The sale of small businesses in the first quarter of 2015 increased 6 percent over the same quarter last year, according to BizBuySell’s quarterly Insight Report.
The report analyzes the listing and sale prices of approximately 45,000 businesses for sale in the U.S.
Businesses that sold during the period benefited from increasing financial indicators, including the highest reported median cash flow since BizBuySell started tracking data in 2007.
A total of 1,830 small businesses were reported sold in the first quarter, continuing a two-year trend of exceptionally robust activity in the business-for-sale market, according to BizBuySell.

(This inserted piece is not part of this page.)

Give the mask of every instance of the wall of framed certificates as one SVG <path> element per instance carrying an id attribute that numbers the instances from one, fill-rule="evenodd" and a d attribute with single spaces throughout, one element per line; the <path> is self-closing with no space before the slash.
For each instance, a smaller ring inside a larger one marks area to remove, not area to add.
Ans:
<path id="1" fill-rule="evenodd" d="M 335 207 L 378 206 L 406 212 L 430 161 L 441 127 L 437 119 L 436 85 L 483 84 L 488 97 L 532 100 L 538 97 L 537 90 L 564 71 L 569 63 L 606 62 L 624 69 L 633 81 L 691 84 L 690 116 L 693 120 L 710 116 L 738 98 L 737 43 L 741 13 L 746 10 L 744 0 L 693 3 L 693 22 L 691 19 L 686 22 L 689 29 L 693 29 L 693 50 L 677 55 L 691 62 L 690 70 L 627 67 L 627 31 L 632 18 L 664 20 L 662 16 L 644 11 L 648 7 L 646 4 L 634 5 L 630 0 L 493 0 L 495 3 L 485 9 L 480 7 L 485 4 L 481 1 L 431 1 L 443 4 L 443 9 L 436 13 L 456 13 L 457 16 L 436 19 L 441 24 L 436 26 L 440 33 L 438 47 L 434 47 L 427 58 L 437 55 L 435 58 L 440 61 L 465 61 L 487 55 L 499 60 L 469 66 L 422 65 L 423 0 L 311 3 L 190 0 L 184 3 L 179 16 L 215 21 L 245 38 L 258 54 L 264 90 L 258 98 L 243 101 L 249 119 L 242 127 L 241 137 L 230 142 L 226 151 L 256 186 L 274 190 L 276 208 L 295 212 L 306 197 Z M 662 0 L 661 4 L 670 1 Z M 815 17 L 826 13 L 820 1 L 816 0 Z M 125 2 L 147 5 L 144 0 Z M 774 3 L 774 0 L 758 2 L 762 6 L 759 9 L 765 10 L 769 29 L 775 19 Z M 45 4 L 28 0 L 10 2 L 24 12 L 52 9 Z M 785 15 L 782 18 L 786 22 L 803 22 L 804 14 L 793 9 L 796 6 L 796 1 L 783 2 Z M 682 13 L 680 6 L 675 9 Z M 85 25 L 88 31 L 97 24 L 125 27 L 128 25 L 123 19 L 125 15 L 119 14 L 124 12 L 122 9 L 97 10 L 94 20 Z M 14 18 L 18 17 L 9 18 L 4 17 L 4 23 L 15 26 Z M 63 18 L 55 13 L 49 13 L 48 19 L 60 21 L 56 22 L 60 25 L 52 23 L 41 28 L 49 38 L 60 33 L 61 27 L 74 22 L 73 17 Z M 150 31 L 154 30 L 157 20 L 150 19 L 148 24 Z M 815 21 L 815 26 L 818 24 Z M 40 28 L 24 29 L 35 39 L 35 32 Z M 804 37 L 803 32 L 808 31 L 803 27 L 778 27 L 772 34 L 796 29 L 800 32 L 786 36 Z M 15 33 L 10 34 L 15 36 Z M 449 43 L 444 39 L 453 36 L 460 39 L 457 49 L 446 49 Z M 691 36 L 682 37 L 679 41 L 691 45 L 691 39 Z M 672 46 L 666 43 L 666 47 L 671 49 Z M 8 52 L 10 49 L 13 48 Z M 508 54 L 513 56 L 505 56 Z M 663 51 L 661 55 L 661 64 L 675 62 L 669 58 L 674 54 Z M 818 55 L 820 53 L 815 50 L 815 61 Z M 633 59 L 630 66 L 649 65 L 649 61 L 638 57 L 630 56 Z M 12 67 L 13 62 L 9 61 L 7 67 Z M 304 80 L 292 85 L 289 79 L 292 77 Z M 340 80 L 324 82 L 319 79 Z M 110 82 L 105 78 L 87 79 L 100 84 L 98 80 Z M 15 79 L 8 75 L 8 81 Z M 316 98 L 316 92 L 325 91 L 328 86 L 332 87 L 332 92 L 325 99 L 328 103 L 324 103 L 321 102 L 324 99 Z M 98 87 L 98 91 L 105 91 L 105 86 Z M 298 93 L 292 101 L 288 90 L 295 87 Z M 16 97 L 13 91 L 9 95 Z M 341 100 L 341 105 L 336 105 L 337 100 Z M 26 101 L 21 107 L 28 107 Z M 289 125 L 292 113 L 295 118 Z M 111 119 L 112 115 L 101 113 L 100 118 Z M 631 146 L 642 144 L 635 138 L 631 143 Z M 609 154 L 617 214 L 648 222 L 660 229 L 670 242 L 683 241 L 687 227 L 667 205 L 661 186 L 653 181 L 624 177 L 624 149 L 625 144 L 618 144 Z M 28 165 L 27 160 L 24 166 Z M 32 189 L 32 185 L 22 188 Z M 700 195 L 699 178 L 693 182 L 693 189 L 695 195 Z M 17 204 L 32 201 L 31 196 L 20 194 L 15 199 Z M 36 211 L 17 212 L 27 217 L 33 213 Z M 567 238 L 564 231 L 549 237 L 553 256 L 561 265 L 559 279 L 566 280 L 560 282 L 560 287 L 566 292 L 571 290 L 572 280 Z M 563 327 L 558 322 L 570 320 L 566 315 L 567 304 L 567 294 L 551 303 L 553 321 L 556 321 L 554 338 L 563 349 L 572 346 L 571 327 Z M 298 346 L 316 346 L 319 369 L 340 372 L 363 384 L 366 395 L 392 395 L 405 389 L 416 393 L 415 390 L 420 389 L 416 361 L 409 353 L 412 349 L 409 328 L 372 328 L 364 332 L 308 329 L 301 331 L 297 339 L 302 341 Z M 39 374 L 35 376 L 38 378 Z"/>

"The cash flow of a business is indicative of its overall financial health. Increased revenue, and the resulting growth in cash flow, allows small business owners to reinvest that money back into the business. This, in turn, helps raise the overall value of the business," Bob House, group general manager of BizBuySell.com and BizQuest.com, told eWEEK. "When sellers can show improving revenue and cash flow numbers in the financial documentation, it allows them to both ask for and receive more money during an exit."
House said the high cash flow volumes for 2015 indicate that small businesses are growing healthier. The median revenue of small businesses sold in the first quarter this year was $442,000, up from an even $400,000 during the same period last year.
The median asking price of a small business in the first quarter of 2015 was $225,000, a significant jump from the $199,000 median asking price recorded a year ago.
The median sale price in the first quarter of 2015 was $200,000, a marked increase from the $175,000 median sale price in the first quarter of 2014. The 2015 figure is consistent with higher sale prices seen in the final quarter of 2014, the report noted.
"The continuation of more Baby Boomers supplying the market with healthy listings, combined with the increase of qualified buyers, will likely help the small businesses transaction market stay strong throughout the rest of 2015," House explained. "We’ve seen more financing options open for potential buyers, which makes the business-for-sale marketplace more competitive and helps increase the overall asking and sale price."
House also noted that lower fuel prices decrease overall business operating expenses by reducing shipping expenses and the cost of raw materials.
This, in turn, increases business cash flow and allows business owners to reinvest money back into the business.
"At the same time, lower gas prices also suggest consumers have more disposable income that they can spend at nearby small businesses," House said. "In general, increased consumer confidence in the economy drives consumer spending. Also, rising stock prices, recent wage growth and the improving housing market are giving consumers more disposable income that they can spend at their local small businesses."